¿Con qué autoridad haces eso? ¿Quién te ha dado tal autoridad para hacerlo?
No pertenece a la casta sacerdotal; tampoco forma parte del colectivo de los escribas y fariseos. La ley está de parte de quienes le echan en cara su proceder expulsando a los vendedores del templo.
Jesús se encuentra en un gran aprieto. ¿Puede responder diciendo que su autoridad es la autoridad del Hijo de Dios? Complicaría más las cosas. Sería acusado de blasfemo. Y ahora sería la razón la que estaría de parte de sus acusadores. Bien dice el Papa Francisco que lo que escandaliza de Jesús es su naturaleza de Dios encarnado. Y, como a Él, también a nosotros nos tienden trampas en la vida. Lo que escandaliza de la Iglesia es el misterio de la encarnación del Verbo.

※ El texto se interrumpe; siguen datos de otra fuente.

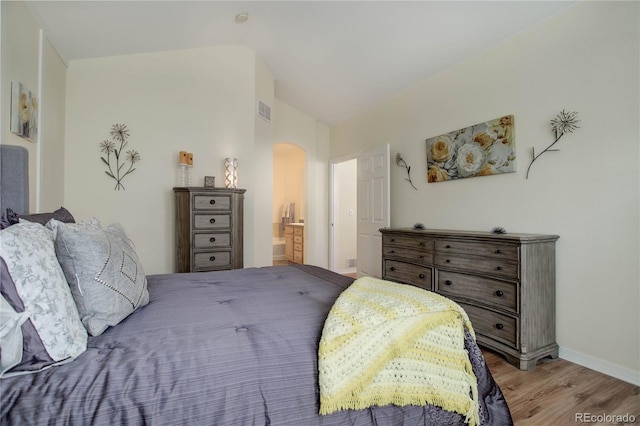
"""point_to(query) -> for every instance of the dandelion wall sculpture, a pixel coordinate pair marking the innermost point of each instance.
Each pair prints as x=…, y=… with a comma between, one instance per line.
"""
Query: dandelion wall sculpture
x=123, y=165
x=561, y=124
x=401, y=163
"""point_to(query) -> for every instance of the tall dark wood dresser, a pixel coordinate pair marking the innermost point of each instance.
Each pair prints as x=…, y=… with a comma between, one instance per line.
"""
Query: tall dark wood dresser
x=505, y=283
x=209, y=235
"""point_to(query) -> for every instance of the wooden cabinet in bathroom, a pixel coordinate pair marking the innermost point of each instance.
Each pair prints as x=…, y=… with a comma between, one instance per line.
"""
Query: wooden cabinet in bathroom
x=294, y=242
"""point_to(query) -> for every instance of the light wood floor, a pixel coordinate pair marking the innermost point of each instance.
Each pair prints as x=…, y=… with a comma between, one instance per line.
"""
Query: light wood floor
x=557, y=392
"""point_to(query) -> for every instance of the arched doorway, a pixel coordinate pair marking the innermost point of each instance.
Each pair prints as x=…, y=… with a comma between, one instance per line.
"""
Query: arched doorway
x=289, y=202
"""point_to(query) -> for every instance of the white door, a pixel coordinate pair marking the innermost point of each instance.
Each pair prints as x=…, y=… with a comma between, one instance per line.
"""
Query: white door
x=373, y=209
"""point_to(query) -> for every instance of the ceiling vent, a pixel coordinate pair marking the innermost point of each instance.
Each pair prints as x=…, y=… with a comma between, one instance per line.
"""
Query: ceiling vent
x=264, y=111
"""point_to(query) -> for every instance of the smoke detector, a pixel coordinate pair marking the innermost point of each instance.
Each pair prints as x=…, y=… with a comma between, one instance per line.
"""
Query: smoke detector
x=242, y=17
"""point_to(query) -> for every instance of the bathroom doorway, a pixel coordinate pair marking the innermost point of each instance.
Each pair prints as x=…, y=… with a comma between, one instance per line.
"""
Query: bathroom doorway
x=289, y=203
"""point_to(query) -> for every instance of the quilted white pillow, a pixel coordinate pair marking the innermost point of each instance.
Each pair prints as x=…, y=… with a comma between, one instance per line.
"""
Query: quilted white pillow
x=106, y=277
x=28, y=252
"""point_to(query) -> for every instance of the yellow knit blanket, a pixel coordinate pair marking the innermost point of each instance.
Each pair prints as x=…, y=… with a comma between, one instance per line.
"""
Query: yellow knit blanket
x=387, y=343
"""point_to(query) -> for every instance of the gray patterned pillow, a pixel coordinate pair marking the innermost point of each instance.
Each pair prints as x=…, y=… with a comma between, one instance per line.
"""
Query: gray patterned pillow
x=61, y=214
x=44, y=323
x=105, y=275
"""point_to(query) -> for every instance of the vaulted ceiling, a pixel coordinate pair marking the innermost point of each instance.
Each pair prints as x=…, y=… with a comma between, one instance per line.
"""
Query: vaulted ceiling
x=330, y=59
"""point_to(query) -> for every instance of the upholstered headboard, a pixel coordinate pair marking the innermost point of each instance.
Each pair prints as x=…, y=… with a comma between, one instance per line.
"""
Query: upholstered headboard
x=14, y=179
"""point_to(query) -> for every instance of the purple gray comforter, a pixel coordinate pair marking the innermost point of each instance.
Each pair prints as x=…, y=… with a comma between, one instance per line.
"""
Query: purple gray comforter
x=217, y=348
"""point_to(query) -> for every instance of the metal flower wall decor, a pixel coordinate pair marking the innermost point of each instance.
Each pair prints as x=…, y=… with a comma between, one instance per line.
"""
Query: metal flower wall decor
x=561, y=124
x=116, y=145
x=401, y=163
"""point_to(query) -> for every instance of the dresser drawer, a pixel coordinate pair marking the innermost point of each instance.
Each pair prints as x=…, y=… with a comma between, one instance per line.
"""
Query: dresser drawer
x=213, y=259
x=211, y=221
x=497, y=250
x=409, y=242
x=415, y=256
x=486, y=265
x=408, y=273
x=493, y=325
x=499, y=294
x=211, y=240
x=211, y=202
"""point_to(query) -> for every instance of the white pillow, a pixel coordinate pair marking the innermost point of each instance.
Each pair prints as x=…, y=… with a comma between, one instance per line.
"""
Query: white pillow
x=28, y=252
x=102, y=268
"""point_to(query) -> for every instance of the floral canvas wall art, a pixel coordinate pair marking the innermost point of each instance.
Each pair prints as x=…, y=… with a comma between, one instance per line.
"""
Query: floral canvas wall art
x=480, y=150
x=24, y=112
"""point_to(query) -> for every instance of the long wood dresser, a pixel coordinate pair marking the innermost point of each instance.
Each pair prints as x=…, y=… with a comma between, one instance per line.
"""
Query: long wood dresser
x=505, y=283
x=209, y=234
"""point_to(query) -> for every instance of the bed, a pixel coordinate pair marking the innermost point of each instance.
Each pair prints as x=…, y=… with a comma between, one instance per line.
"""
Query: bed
x=233, y=347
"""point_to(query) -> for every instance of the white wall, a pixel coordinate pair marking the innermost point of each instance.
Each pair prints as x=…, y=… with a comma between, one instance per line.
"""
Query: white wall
x=201, y=101
x=24, y=54
x=197, y=100
x=289, y=180
x=345, y=223
x=52, y=127
x=584, y=59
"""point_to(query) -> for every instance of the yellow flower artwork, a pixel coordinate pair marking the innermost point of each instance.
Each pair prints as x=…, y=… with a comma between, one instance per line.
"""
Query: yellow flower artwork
x=24, y=112
x=480, y=150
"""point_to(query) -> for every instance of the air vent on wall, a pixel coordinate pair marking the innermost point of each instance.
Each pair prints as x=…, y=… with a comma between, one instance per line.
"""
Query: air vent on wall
x=264, y=111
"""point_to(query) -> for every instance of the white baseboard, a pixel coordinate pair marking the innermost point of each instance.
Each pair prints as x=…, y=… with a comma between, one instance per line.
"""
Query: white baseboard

Los acusadores de Jesús son legalistas. El legalista tiene corazón de piedra: duro, frío, distante, orgulloso. El legalista se imagina ser algo, no siendo nada; se engaña a sí mismo (Gal 6, 3). El legalista está equivocadamente convencido de la rectitud de sus ideas y actitudes. El legalista puede creer que hace un servicio a Dios haciendo daño a sus prójimos; en nombre, naturalmente, de la verdad. El legalista no siente necesidad de un salvador porque se cree capaz de salvarse a sí mismo guardando la ley.

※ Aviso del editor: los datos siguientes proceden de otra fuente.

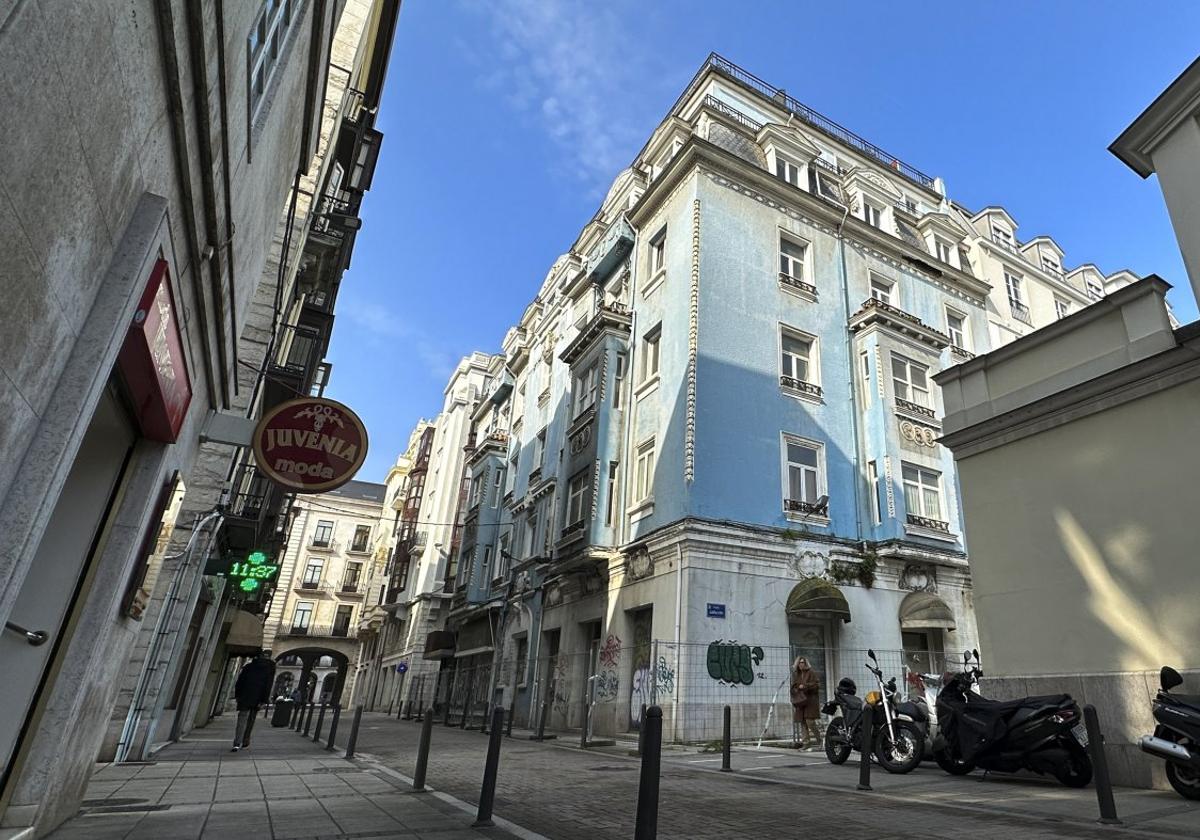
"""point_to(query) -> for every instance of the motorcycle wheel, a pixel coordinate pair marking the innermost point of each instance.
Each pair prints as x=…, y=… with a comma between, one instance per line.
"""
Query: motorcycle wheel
x=1077, y=773
x=903, y=753
x=1183, y=779
x=951, y=765
x=837, y=743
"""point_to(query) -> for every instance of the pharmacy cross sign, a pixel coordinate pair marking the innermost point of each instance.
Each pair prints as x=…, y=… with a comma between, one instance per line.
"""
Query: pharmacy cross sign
x=311, y=444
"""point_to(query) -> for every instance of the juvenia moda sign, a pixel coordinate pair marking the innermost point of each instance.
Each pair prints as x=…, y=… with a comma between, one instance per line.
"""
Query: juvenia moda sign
x=311, y=444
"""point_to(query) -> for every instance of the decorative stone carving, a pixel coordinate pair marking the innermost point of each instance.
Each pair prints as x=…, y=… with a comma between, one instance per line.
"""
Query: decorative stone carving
x=918, y=577
x=639, y=565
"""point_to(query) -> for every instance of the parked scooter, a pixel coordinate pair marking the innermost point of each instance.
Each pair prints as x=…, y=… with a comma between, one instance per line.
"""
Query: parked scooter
x=1177, y=735
x=1044, y=735
x=899, y=744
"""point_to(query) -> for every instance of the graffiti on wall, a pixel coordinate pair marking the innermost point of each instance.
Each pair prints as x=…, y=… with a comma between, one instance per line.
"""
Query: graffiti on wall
x=732, y=663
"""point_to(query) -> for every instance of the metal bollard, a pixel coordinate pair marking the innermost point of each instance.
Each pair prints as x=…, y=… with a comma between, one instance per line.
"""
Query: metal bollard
x=487, y=792
x=321, y=720
x=725, y=741
x=1101, y=767
x=423, y=751
x=647, y=821
x=354, y=731
x=333, y=726
x=864, y=767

Ante estos señores tan legalmente correctos es saludable preguntarme si no peco yo también de lo mismo. Preguntarme, sobre todo, si dispongo de los dos antídotos que me inmunizan ante semejante error: humildad y caridad. La humildad, que me impide vivir en la autoreferencialidad; y la caridad, que me empuja a vivir orientado hacia el bienestar de mis prójimos.